Transcriptome profiling of mouse samples using nanopore sequencing of cDNA and RNA molecules

Abstract Background Our vision of DNA transcription and splicing has changed dramatically with the intro-duction of short-read sequencing. These high-throughput sequencing technologies promised to unravel the complexity of any transcriptome. Generally gene expression levels are well-captured using these technologies, but there are still remaining caveats due to the limited read length and the fact that RNA molecules had to be reverse transcribed before sequencing. Oxford Nanopore Technologies has recently launched a portable sequencer which offers the possibility of sequencing long reads and most importantly RNA molecules.
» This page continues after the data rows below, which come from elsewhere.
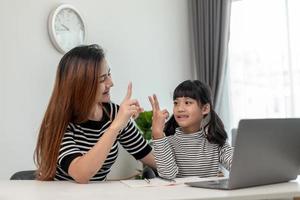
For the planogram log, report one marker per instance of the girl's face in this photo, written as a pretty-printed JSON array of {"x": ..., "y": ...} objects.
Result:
[
  {"x": 105, "y": 83},
  {"x": 189, "y": 113}
]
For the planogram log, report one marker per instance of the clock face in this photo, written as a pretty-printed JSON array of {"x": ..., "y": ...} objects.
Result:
[{"x": 67, "y": 28}]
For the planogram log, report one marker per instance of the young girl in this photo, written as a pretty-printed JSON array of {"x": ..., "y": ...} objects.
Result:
[
  {"x": 79, "y": 135},
  {"x": 193, "y": 142}
]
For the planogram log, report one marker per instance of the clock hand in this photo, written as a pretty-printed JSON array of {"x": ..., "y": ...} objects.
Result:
[{"x": 65, "y": 27}]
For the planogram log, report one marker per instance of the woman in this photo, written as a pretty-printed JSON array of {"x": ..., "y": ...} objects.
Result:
[{"x": 81, "y": 127}]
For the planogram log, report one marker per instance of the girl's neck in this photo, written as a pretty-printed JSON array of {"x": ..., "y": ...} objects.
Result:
[
  {"x": 189, "y": 130},
  {"x": 97, "y": 113}
]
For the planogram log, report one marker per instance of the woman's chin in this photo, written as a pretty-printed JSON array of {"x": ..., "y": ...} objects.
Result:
[{"x": 105, "y": 99}]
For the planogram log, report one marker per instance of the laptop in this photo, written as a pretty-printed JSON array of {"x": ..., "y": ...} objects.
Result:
[{"x": 266, "y": 151}]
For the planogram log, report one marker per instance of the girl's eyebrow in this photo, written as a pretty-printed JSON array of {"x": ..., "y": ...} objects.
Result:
[{"x": 103, "y": 75}]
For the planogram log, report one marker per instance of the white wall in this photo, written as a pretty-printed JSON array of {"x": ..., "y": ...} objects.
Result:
[{"x": 146, "y": 42}]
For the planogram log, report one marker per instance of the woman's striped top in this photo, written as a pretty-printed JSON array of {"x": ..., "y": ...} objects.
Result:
[
  {"x": 80, "y": 138},
  {"x": 182, "y": 155}
]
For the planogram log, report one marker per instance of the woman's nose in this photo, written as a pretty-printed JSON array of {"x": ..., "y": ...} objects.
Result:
[{"x": 109, "y": 82}]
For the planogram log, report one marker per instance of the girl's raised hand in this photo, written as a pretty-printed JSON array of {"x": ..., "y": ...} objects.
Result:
[
  {"x": 158, "y": 119},
  {"x": 128, "y": 108}
]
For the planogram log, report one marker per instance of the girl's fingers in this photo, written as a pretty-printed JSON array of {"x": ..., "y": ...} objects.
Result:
[
  {"x": 156, "y": 104},
  {"x": 151, "y": 102}
]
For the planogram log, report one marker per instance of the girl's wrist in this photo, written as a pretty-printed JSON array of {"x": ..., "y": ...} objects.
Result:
[{"x": 157, "y": 135}]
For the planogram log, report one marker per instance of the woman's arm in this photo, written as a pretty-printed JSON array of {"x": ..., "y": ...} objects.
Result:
[
  {"x": 83, "y": 168},
  {"x": 149, "y": 160}
]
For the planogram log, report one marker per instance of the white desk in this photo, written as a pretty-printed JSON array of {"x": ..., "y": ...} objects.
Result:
[{"x": 61, "y": 190}]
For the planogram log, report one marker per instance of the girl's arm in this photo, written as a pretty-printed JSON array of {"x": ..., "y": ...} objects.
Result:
[
  {"x": 165, "y": 159},
  {"x": 225, "y": 155}
]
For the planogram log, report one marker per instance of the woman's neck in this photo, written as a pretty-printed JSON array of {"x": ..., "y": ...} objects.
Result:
[{"x": 97, "y": 113}]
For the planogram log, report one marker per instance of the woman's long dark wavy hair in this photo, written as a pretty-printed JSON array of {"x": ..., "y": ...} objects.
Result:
[
  {"x": 201, "y": 92},
  {"x": 73, "y": 96}
]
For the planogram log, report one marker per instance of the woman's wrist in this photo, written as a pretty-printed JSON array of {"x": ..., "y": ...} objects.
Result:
[
  {"x": 114, "y": 129},
  {"x": 157, "y": 135}
]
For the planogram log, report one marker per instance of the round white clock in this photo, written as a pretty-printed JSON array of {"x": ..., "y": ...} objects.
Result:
[{"x": 66, "y": 28}]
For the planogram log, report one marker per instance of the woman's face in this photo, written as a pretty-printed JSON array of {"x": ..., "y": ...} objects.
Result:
[
  {"x": 105, "y": 83},
  {"x": 188, "y": 114}
]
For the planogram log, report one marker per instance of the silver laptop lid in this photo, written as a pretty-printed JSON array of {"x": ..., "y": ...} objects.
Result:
[{"x": 266, "y": 151}]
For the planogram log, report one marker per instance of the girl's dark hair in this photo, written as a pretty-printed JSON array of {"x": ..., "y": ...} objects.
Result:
[{"x": 200, "y": 92}]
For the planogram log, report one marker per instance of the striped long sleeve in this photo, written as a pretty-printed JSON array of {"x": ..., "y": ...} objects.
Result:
[{"x": 182, "y": 155}]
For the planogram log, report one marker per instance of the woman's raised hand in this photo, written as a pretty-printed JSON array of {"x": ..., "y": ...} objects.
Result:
[
  {"x": 158, "y": 119},
  {"x": 128, "y": 108}
]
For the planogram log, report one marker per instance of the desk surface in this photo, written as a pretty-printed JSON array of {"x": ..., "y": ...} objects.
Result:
[{"x": 56, "y": 190}]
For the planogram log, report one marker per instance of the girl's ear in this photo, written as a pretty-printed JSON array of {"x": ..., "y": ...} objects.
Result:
[{"x": 205, "y": 109}]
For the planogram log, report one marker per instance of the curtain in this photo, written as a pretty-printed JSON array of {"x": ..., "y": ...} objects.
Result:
[{"x": 210, "y": 25}]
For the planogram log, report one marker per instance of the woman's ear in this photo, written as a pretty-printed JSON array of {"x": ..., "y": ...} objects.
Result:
[{"x": 206, "y": 109}]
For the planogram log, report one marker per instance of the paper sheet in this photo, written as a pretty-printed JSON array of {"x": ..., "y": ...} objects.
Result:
[{"x": 162, "y": 182}]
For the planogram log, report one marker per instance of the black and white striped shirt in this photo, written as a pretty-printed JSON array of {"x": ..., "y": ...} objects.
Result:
[
  {"x": 182, "y": 155},
  {"x": 80, "y": 138}
]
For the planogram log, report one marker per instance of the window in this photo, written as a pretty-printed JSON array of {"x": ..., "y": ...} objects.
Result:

Results Here we generated a full mouse transcriptome from brain and liver using the Oxford Nanopore device. As a comparison, we sequenced RNA (RNA-Seq) and cDNA (cDNA-Seq) molecules using both long and short reads technologies. In addition, we tested the TeloPrime preparation kit, dedicated to the enrichment of full-length transcripts. Conclusions Using spike-in data, we confirmed that expression levels are efficiently captured by cDNA-Seq using short reads. More importantly, Oxford Nanopore RNA-Seq tends to be more efficient, while cDNA-Seq appears to be more biased. We further show that the cDNA library preparation of the Nanopore protocol induces read truncation for transcripts containing stretches of A’s. Furthermore, bioinformatics challenges remain ahead for quantifying at the transcript level, especially when reads are not full-length. Accurate quantification of processed pseudogenes also remains difficult, and we show that current mapping protocols which map reads to the genome largely over-estimate their expression, at the expense of their parent gene.